同じように悠も俺のことをずっと見てきたはずだ。だから俺がどんな性格でどうされると喜ぶかわかっていて世話を焼いてくれたに違いない。そこまでするのが偽物の関係のためだなんて、そんなの誰が信じられるかって話だ。
「悠さ、俺が距離取ろうとしてたこと気づいてただろ。だから最近一人でどっかに行くようになったんだよな?」
「広樹がそうしたいように見えたからね」
「そういうのって、俺のこと考えて行動してくれてるってことじゃないのか?」
「……」
今度は何も言い返さなかった。
(おまえのそういう性格、ちゃんとわかってんだからな)
これだって俺がずっと悠の隣にいたからだ。ただの記憶操作で、ここまでの関係が築けるとはどうしても思えなかった。
「嘘つくなよ」
「嘘って?
「悠が言うように全部偽物なら、俺のことをいろいろ考える必要なんてないだろ? 俺のことなんて適当に相手してればよかったはずだ。面倒くさい幼馴染みなんて立場もさっさと放り出せばよかったはずだよな?」
また悠が黙った。ため息をつくこともない。今度は困ったように眉毛を下げている表情が頭に浮かぶ。

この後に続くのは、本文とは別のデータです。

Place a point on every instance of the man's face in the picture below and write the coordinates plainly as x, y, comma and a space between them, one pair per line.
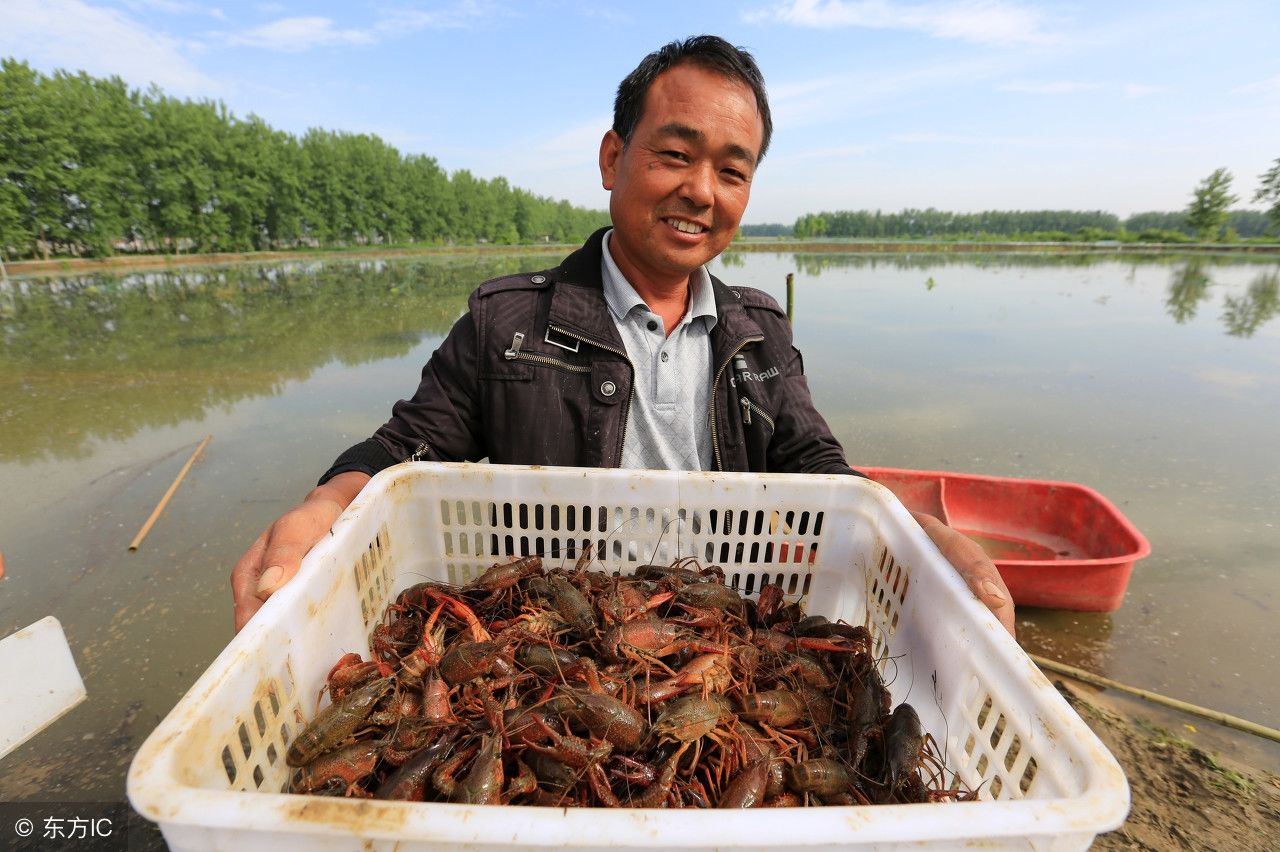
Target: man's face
680, 188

「おまえだって本当は俺のこと幼馴染みだと思ってんだろ? 最初は嘘だったかもしんないけど、いまはもう偽物だなんて思ってない。だから俺が考えてることに気がついて協力してくれようとした。おまえは優しいやつだけど嫌だと思ってることはしない。悠はそういうやつだ」
駐輪場は校舎や運動場から離れた場所にあるからか、シンと静まりかえっている。そんな中で俺は悠を睨みつけた。

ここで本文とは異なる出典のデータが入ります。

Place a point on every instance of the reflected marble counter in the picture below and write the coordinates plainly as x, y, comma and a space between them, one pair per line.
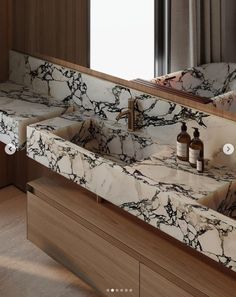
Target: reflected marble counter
165, 193
19, 107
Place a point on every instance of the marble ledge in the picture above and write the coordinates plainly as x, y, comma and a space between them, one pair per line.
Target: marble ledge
19, 107
163, 192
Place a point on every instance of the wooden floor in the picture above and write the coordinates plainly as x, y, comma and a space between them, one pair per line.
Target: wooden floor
25, 271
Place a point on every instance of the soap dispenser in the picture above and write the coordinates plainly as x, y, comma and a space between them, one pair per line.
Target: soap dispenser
183, 141
196, 148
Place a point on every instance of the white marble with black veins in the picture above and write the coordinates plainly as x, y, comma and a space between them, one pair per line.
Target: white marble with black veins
106, 159
89, 148
19, 107
214, 80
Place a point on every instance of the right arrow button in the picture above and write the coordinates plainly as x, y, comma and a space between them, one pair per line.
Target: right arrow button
228, 149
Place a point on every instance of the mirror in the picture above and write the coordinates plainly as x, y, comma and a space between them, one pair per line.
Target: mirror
192, 35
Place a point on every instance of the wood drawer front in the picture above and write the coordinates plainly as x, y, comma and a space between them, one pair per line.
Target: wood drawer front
85, 253
153, 284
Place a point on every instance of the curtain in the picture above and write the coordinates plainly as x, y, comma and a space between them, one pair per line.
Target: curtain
202, 31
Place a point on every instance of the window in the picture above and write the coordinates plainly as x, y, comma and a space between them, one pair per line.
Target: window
122, 38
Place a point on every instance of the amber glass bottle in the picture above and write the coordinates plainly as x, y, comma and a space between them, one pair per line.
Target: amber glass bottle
196, 149
183, 141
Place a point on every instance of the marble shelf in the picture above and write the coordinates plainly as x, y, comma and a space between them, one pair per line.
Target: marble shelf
19, 107
216, 81
163, 192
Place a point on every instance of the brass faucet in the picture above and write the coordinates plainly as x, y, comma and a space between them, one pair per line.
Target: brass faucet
130, 113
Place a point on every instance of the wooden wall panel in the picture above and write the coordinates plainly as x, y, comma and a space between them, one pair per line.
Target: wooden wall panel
57, 28
4, 38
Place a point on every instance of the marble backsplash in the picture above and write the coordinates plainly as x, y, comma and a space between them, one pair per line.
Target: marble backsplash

一瞬だけため息をつくような気配がした。暗くて表情まではわからないけど、なんとなく悠の雰囲気が変わった気がする。もしかして俺の話に納得してくれたんだろうか。それでも言い足りなくて「まだ何か言う気かよ」と睨みつける。すると悠が少しだけ笑ったような気がした。
「そうかもね」
いつもの悠の声だ、すぐにそう思った。声色というか雰囲気というか、とにかくそういうものが俺がよく知っている悠に戻っている。
(俺の知ってる悠だ)
ホッとしたからか全身から力が抜けた。思っていたより緊張していたらしく、座っていたのに足に力が入らない。手が少し震えていることに気づいて「なんだこれ」と思ったところでポロッと涙がこぼれた。
「あれ?」
慌てて目元を擦ったのに、なぜか次々と涙があふれ出す。「なに泣いてんだよ」と焦って目を擦るのに全然止まってくれない。
「え? なに? ははっ、なんだこれ」
ごまかそうと笑った俺に悠がハンカチを差し出した。
「あ、ありがと」
「鼻かんでもいいよ」
「んなことしないし」
「しそうなくらい泣いてるからさ」
「……ははは、いつもの悠だ」
嬉しくて、ついそんなことを言ってしまった。するとポンと頭を撫でられる。いつもの悠の雰囲気と仕草に、またポロッと涙が出てしまった。そんな俺を見ながら「本当はさ」と悠が口を開く。
「もっと早くに消えるつもりだったんだ」
「え……?」
「取りあえず幼馴染みって設定で潜り込んで、一年くらい過ごせば地球人としての生活にも慣れるだろうって考えてたんだよね。この見た目なら成人って設定でも生きていけることはわかったし、成人なら密な関係を築かなくてもいい。下手に地球人に関わるよりは一人で生きるほうが気が楽だからね。そう思ってたのに、できなかった」
悠が空を見上げた。灯りに照らされた横顔はいつもどおりの悠だ。そのことにホッとし、俺も空を見上げる。いつの間にか夕焼けは消えてすっかり暗くなり、星がいくつか光っているのが見えた。
「地球人なんてただの鑑賞物なのに、段々興味が湧いてきてさ。広樹の世話を焼くのだってなんだか楽しくなって……気がついたらはまってた」
「なんだよ、それ」
「ほんと、なんだろうね」
そう言った悠の声は笑っているような、でも呆れているようにも聞こえた。
「気がついたら離れなきゃって気持ちが消えてた。このままでもいいかなぁって思うようになってた」
「そう思ってんなら、このままでいいだろ」
「うーん、それでいいのかなぁ」
「いいんだって。それに俺はおまえが本当に宇宙人だったとしても気にしないし。っていうか悠は悠だろ。これまでも、これからも悠は俺にとって幼馴染みで親友の悠だからな」
「ははっ。そういうところは広樹らしいよね」
「なんだよ、それ」
「褒め言葉だよ」
空を見上げる悠の横顔はいつもどおりだ。
「そうか、このままでもいいのか」
たしかめるように囁いた悠の声は少しだけ寂しそうに聞こえた。それにドキッとし、慌てて俺も空を見る。
(あの星の中に悠の故郷があるのかな)
宇宙人だという悠の言葉を信じるなんて馬鹿げている。それでも俺は悠の言葉を信じることにした。そもそも悠は意味もなく嘘をついたりはしない。少なくとも中学から今日までの間、そういう悠を見たことはない。
(悠がいなくても平気にならないとって思ってたけど……やっぱりやめよう)
一人ぼっちの悠を突き放すなんてできるはずがなかった。「これからも俺が一緒にいてやらないと」と考えた俺は、立てていた目標を“悠とずっと一緒にいること”に変更することにした。